Last week, Sen. Chuck Schumer (D-N.Y.) hosted an Artificial Intelligence Forum, convening some of the nation’s top AI experts to begin charting a path toward safer AI. Last month, U.S. tech companies took a helpful step toward building meaningful safeguards for generative AI.
In partnership with the White House, several of the corporations currently leading the field opened their large language models for a public red teaming event at DEF CON 31, a hackathon-esque approach to pressure-testing AI models to uncover how they might go off the rails. Ideally, this will lead to more robust AI models that can reliably not go off the rails.
The whole world is taking note of what generative AI can do. Chatbots in particular have proven noteworthy thanks to their ability to interact naturally with people to process instructions and carry out tasks, easing the burden of administrative tasks or more creative-leaning efforts like writing a blog post or drafting functional computer code.
But they are notoriously faulty for non-English languages, especially those considered lower-resourced — a term that applies to languages spoken by most of the world. Relying on chatbots to translate text from English to French is reliable and seamless. Shifting the conversation into Amharic or Malay? Be prepared for a ramp-up of both incorrect translations and made-up “facts.” This is more than just an inconvenience; it means tools like ChatGPT, Google’s Bard and others will naturally behave more unpredictably and pose new types of safety risks when exported worldwide.
It is good that Congress and the Biden-Harris administration are paying attention and looking for consistent ways for companies to accept a more open approach to red teaming. It’s good that they’re pushing for public commitments to safety and security. But as momentum builds to tackle some of these core challenges of generative language models, the U.S. must live up to Secretary of State Antony Blinken’s recognition that it has “a special responsibility because the companies that are leading the way on AI … are American companies.” This means defining safety, security and trust not just for an American context, but a global one.
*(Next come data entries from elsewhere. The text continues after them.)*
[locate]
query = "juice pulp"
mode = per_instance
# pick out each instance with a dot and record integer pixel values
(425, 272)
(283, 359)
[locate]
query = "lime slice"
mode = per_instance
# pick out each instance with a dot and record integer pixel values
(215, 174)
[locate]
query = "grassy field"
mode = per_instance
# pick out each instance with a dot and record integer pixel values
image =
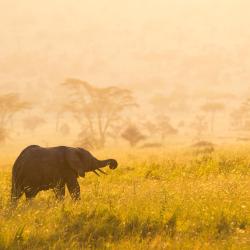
(156, 199)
Systems like ChatGPT are built, first and foremost, for and by Western English speakers. Western-biased safety exercises will catch language promoting anti-Semitism or gender violence and build associated safeguards accordingly. But the average U.S.-based safety researcher helping to impose guardrails on these generative systems will be unaware of the many ways that ethnic slurs are used to sow division in Kenya or the dehumanizing power of racial slurs in South Africa. Safeguards aspiring to be watertight for harms understood in a Western context will function as a sieve for a majority of the world’s population.
We’ve long seen how social media platforms’ content-boosting practices can result in disproportionate harm for countries where companies have opted not to invest in staffing up local content moderation teams or empowering local rights advocates to flag harmful content. If companies’ safety support teams aren’t appropriately skilled to understand local nuance and act swiftly to address the risks, language that incites violence goes unchecked, having tragic consequences. But despite the widespread ills accompanying tech-fueled misinformation on its platform, in 2021 Facebook still dedicated just 13 percent of its misinformation budget to countries beyond the U.S. and Western Europe. In Afghanistan, the company’s anemic safety efforts led to just 1 percent of hate speech being removed from the site.
The lesson lawmakers continue to resist learning is that allowing companies to triage the development of safety measures based on bottom-line impacts simply does not lead to safety for those in the so-called rest of the world.
The way companies have demonstrated their desire to address the risks associated with large language models in the U.S. — iterating with commendable speed as new failure modes are identified — has been reassuring. When companies engage the public to ensure safety is prioritized, we all are better off.
Voluntarily building safeguards makes good business sense for these companies today. Public trust in the biggest markets is a key factor in whether the technologies will lead to profit. But these incentive structures break down as soon as we look beyond the largest markets. Put simply, market dynamics alone will not ensure the safety of these tools on a global scale. Absent oversight, corporations will just not have the incentives.
Every country and region will inevitably contend with what generative AI systems like ChatGPT mean for them individually. But it is American multinationals that are unleashing generative AI on the world. As U.S. lawmakers roll up their sleeves and begin their work to build an appropriate regulatory response, it’s critical they recognize that safeguards are needed at a global scale and additional incentives (or disincentives) will be needed to ensure corporations build for safety on a global stage.
Even when expressly aiming for AI that benefits humanity, companies have opted to preferentially benefit the portion of humanity that comprises Western society, while exploiting international workers in the generative AI supply chain — those tasked with ensuring tools like ChatGPT were trained on “safe” data. Why should we trust that they will do better when it comes to developing safeguards for these tools’ global proliferation?
If U.S. policymakers take seriously their responsibility to curb the harm that generative AI is capable of sowing worldwide, they can help to ensure that these companies do the hard — but very necessary — work of prioritizing safety for all, not just a few.
Aubra Anthony is a senior fellow in the Technology and International Affairs Program at Carnegie, where she researches the human impacts of digital technology, specifically in emerging markets.